Bildung und Wissen sind der Schlüssel zur Zukunft - diese Botschaft hat Rami Mamlouk von seinen Eltern mit auf den Weg bekommen. Sein Vater hat Wirtschaft studiert und arbeitete wie seine Mutter bei der staatlichen syrischen Bahn. Mamlouk entschied sich für ein Ingenieurstudium an der Universität in Aleppo, Schwerpunkt Maschinenbau. Der Abschluss wird in Deutschland anerkannt. Um schnell Deutsch zu lernen, bewarb er sich an der Bergischen Universität in Wuppertal für ein einjähriges Sprachstipendium: "Ich wurde angenommen. Das war sehr anstrengend und intensiv. Aber natürlich geht nichts ohne Sprachkenntnisse." Der Einsatz hat sich gelohnt, Mamlouk spricht mittlerweile fließend Deutsch, entsprechend zertifiziert, um beispielsweise zu einem Studium in Deutschland zugelassen zu werden.

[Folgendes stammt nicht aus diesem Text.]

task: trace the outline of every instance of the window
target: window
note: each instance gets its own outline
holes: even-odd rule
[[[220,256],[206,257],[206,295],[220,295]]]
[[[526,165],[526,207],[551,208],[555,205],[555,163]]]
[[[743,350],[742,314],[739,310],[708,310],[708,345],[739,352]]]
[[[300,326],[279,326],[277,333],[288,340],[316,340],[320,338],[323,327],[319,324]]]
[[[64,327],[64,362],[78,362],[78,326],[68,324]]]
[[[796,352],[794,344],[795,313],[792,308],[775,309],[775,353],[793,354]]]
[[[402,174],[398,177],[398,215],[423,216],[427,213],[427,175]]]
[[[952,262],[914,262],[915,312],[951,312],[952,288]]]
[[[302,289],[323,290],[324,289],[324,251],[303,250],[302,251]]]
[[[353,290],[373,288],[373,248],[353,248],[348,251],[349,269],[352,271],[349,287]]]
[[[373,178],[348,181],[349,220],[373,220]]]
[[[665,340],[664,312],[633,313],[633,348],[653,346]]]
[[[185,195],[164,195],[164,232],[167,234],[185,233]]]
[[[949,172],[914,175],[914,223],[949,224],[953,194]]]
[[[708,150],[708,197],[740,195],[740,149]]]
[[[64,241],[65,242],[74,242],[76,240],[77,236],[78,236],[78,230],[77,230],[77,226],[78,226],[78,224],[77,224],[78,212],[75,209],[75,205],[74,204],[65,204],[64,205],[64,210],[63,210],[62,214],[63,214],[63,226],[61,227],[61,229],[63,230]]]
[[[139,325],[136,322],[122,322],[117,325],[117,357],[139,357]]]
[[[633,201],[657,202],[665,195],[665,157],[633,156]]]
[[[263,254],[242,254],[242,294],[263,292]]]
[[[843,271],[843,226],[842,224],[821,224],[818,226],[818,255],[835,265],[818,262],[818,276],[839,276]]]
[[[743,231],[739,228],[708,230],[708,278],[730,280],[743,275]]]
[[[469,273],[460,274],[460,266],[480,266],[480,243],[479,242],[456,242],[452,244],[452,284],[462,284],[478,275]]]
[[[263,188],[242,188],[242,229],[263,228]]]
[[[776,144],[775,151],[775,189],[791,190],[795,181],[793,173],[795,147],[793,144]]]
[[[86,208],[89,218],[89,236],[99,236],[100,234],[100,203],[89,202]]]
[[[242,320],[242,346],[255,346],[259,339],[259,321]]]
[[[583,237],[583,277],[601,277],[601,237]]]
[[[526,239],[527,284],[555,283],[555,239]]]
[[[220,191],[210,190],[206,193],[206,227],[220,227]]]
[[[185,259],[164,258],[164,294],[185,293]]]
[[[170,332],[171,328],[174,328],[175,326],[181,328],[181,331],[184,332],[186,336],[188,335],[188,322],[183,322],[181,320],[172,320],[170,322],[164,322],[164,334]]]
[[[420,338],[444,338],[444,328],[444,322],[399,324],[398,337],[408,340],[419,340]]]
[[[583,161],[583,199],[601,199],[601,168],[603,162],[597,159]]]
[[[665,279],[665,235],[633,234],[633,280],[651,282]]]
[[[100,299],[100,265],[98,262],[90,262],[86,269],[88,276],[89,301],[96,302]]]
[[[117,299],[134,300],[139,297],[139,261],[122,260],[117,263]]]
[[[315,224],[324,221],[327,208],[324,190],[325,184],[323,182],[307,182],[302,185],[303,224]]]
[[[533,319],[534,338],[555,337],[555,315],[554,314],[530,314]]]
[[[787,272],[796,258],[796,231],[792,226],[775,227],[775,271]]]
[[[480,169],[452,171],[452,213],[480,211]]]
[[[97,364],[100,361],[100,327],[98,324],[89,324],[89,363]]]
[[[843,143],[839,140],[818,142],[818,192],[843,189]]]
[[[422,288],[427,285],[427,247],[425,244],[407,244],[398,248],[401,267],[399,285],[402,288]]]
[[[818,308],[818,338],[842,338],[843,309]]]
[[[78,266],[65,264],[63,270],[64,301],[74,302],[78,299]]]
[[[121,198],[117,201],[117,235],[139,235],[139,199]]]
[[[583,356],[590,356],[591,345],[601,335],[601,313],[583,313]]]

Mit der neu erlernten Sprache und seiner Qualifikation als Ingenieur bewarb sich Mamlouk auf eine Praktikumsstelle bei Thyssenkrupp Steel Europe. Gesucht wurde ein Mitarbeiter, der bei einem Energieeffizienzprojekt im Bereich Logistik unterstützt. Der Syrer bekam den Job und untersucht nun in einem kleinen Team, wie beim werkseigenen Hafen, bei der Werkbahn und anderen Einrichtungen die Effizienz des Energieeinsatzes gesteigert werden kann. "Das ist sehr spannend, weil ich so einen Einblick in ganz unterschiedliche Bereiche bekomme", erklärt Mamlouk und muss lachen: "Thyssenkrupp wurde ganz schnell wie eine zweite Familie für mich. Ich bin vom ersten Tag an mit offenen Armen hier aufgenommen worden und bin voll im Team integriert."

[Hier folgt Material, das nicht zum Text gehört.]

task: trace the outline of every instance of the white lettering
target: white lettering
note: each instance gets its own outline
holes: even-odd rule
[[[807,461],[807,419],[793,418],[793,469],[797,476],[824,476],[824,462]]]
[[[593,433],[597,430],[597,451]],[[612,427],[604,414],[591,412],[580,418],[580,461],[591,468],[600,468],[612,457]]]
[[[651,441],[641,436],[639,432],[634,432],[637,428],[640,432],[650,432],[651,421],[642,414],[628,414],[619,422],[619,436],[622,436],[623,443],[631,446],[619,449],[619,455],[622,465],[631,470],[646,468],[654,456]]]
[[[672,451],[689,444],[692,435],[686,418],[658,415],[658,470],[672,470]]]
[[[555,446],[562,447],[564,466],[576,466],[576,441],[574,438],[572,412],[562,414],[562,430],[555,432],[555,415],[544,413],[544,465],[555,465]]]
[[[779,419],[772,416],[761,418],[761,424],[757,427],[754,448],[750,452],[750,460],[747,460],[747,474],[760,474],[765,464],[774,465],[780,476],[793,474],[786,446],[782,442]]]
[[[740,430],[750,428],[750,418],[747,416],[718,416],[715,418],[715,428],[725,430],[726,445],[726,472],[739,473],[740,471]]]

Auch wenn die Beschäftigung bei Thyssenkrupp befristet ist, bleibt Rami Mamlouk zuversichtlich, bald eine neue Stelle zu finden: "Man darf nicht stehenbleiben, sollte immer Neues lernen, um weiterzukommen. Mein Ziel ist jetzt, eine Trainee-Stelle zu finden, um meine Fähigkeiten im Ingenieursbereich zu erweitern."

Wenn es mal nicht um Arbeit und Lernen geht, spielt Mamlouk leidenschaftlich gerne Fußball. Bereits in Aleppo hat er jahrelang im Verein gespielt, nun kickt er in Recklinghausen in der Kreisliga. "Wir sind ein bunter Haufen, bestehen aus vielen Nationen", erzählt er. Der syrische Ingenieur ist schon nach kurzer Zeit gut integriert in Deutschland und ist nun sicher vor Krieg und Zerstörung. Er hat seinen Optimismus zurückgewonnen und ist fest entschlossen, seinen Weg zu machen.